3. The method of claim 2, wherein the combination of the channels is based on one of a summation, a differential, and a correlation of the channels.

4. The method of claim 1, wherein the generating of the label map comprises:

transforming the original signal into a frequency-domain signal;

classifying the transformed original signal into a plurality of sub-groups; and

determining a channel parameter corresponding to a combination of channels of the original signal for each of the sub-groups.

5. The method of claim 1, wherein the determining of the output feature map comprises:

inputting the input feature map to the neural network; and

normalizing the input feature map processed through the neural network based on a quantization level of the label map.

6. The method of claim 1, wherein the output feature map includes a predicted parameter corresponding to each of channels of the downmix signal or a combination of the channels.

7. A device for predicting a channel parameter of an original signal from a downmix signal, the device comprising:

a processor,

wherein the processor is configured to:

generate an input feature map to be used to predict a channel parameter of the original signal based on a downmix signal of an original signal;

determine an output feature map including a predicted parameter to be used to predict the channel parameter by applying the input feature map to a neural network;

generate a label map including information associated with the channel parameter of the original signal; and

predict the channel parameter of the original signal by comparing the output feature map and the label map.

8. The device of claim 7, wherein the processor is further configured to:

divide the downmix signal by frame unit;

transform the downmix signal into a frequency-domain signal;

classify the transformed downmix signal into a plurality of sub-groups; and

determine a feature value corresponding to each of channels of the downmix signal or a combination of the channels for each of the sub-groups of the downmix signal.

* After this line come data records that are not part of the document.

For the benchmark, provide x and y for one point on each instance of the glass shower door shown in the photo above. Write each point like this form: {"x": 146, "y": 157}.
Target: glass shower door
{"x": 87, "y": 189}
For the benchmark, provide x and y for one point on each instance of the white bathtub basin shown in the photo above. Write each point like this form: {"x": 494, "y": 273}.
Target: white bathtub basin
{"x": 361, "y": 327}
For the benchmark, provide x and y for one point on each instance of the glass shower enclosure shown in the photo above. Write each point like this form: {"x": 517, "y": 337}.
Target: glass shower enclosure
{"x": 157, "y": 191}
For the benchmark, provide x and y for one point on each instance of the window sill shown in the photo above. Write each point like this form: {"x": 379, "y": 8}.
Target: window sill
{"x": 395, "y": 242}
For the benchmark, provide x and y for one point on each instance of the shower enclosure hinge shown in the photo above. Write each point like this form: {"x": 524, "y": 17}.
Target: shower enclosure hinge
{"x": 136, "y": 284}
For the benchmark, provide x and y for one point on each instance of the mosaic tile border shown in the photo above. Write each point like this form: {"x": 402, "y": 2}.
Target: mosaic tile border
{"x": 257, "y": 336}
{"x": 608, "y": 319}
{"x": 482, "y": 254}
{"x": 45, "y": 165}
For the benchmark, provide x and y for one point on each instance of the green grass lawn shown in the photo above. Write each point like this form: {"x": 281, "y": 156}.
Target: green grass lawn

9. The device of claim 8, wherein the combination of the channels is based on one of a summation, a differential, and a correlation of the channels.

10. The device of claim 7, wherein the processor is further configured to:

divide the original signal by frame unit;

transform the original signal into a frequency-domain signal;

classify the transformed original signal into a plurality of sub-groups; and

determine a channel parameter corresponding to a combination of channels of the original signal for each of the sub-groups.

11. The device of claim 7, wherein the processor is further configured to:

input the input feature map to the neural network; and

normalize the input feature map processed through the neural network based on a quantization level of the label map.

12. The device of claim 7, wherein the output feature map includes a predicted parameter corresponding to each of channels of the downmix signal or a combination of the channels.